In other words, this new order by the FDA applies only to meshes that a manufacturer tries to sell “to repair pelvic organ prolapse (POP) transvaginally, or through the vagina.” If a manufacturer leaves that part off, and sells the exact same mesh for implantation through the abdomen, or the exact same mesh for stress urinary incontinence, then — viola! — the manufacturer doesn’t have to meet the strict requirements of “class III” premarket approval.

 

That giant loophole comes in spite of the FDA admitting on its own website that, when it comes to transvaginal mesh used for stress urinary incontinence, “The safety and effectiveness of mini-slings for female SUI have not been adequately demonstrated,” and “The FDA conducted a review of Medical Device Reports (MDRs) received from Jan. 1, 2008 through Sept. 30, 2011. During this time frame the FDA received 1,876 reports of complications associated with surgical mesh devices used to repair SUI.”

 

Sound like a lot? It was the tip of the iceberg. I went to the FDA’s “MAUDE” database and searched for “Event Type: Injury” caused by “Mesh, Surgical, Synthetic, Urogynecologic, For Stress Urinary Incontinence, Retropubic Or Transobturator” and “Mesh, Surgical, Synthetic, Urogynecologic, For Stress Urinary Incontinence, Female, Mini-Sling” and found 391 injuries reported in the last month.

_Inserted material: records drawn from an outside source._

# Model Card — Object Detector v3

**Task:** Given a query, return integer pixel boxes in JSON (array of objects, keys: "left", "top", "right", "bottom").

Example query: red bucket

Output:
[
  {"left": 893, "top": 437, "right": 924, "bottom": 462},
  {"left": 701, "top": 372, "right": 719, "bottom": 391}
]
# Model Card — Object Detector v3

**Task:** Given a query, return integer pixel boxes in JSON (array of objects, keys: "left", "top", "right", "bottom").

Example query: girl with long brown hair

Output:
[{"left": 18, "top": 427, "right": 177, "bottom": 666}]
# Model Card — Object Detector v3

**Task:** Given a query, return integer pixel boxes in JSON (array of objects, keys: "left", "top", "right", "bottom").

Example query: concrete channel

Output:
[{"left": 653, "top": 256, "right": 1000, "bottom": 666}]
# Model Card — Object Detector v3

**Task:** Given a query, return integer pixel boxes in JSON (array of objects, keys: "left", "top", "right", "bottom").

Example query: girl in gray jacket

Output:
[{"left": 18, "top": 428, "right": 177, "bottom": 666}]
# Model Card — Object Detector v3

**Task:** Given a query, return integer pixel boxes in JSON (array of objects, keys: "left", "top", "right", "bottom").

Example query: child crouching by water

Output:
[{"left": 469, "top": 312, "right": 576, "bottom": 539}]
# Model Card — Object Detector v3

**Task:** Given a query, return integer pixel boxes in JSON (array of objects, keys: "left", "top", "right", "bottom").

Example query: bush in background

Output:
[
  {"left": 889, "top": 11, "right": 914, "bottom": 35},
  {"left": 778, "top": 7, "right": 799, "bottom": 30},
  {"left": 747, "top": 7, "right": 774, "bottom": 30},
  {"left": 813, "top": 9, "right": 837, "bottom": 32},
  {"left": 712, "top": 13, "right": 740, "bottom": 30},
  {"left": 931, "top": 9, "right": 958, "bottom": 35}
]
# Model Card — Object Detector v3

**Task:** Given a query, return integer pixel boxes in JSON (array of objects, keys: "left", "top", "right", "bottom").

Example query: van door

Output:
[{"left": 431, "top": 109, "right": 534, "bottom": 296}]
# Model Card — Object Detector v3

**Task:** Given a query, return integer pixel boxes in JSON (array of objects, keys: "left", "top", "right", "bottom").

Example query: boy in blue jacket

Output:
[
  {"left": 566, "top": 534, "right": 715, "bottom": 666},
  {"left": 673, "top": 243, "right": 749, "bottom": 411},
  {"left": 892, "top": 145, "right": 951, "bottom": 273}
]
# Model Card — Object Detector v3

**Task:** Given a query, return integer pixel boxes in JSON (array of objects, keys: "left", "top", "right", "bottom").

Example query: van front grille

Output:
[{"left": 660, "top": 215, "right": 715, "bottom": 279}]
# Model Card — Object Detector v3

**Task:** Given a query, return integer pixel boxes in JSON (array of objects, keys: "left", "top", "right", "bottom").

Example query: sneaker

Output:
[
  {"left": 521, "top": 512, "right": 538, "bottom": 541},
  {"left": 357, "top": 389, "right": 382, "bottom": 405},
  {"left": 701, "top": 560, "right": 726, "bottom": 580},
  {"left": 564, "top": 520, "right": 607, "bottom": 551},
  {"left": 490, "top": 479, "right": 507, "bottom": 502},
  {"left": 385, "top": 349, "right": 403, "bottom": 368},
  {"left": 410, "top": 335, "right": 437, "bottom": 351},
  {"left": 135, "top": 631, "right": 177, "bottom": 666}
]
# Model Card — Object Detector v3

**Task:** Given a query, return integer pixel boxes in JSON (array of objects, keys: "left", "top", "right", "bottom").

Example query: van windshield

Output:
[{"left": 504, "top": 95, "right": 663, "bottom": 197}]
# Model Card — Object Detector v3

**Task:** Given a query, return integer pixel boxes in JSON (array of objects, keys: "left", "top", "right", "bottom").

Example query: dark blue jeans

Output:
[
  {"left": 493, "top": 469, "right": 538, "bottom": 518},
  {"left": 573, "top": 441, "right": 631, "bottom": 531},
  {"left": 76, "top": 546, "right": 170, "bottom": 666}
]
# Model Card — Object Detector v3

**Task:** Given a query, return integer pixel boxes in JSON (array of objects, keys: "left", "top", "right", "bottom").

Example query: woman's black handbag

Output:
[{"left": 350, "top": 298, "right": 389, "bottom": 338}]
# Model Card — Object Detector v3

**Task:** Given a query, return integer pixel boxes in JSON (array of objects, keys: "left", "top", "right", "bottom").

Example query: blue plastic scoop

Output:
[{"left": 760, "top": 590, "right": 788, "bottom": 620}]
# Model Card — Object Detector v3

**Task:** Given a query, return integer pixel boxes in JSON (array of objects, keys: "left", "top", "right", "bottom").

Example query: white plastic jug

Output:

I can’t search for longer timeframes than that because the FDA’s website tells me it can’t handle more than 500 results at a time.

 

Worse, the FDA admits in the Federal Register that this partial victory came as a result of “a meeting on September 8 and 9, 2011 (76 FR 41507, July 14, 2011) of the Obstetrics and Gynecology Devices Panel of the Medical Devices Advisory Committee.” (You can read the documents from that meeting here.) In other words, it took the FDA 4 years, 3 months, and 26 days from that “meeting,” in which a broad array of experts discussed how awfully dangerous and appallingly untested transvaginal meshes were, to decide that manufacturers should be required to produce real scientific evidence about the safety and effectiveness of one particular type of transvaginal mesh when it is used in one particular way.

 

For comparison, it took 3 years, 8 months, and 26 days from the bombing of Pearl Harbor to the end of World War II.

 

That’s not the only area in which the FDA drags its feet when it comes to medical device manufacturers. The FDA does little about manufacturers failing a whopping 87% of the time to perform studies on medical devices already on the market. Forbes magazine, hardly a foe of big business, called this a “bait-and-switch with the FDA.” But when there’s money to be made, the FDA is remarkably efficient: as reported in the New England Journal of Medicine, the FDA “evaluat[es] nearly all new drug applications within 6 to 10 months,” approving virtually all of them. (Read more about this problem, and how Congress is trying to make it worse, in this post of mine.)

 

As my colleague Joe Kramer said, “Once again, device manufacturers are showing that unless compelled to action by the FDA, they will not respond to the plight of their consumers.” Indeed. It seems the device manufacturers don’t care much for juries or courts either, as reflected by an article in last week’s Legal Intelligencer, where the title says it all: “Pelvic Mesh Win Doesn’t Indicate Swift Global Accord.”

 

It’s foolish to ask, “how many hurt women is enough?” or “how many jury verdicts are enough?” This will keep going on until the companies think it is costing them more money than they are making, and perhaps even longer still.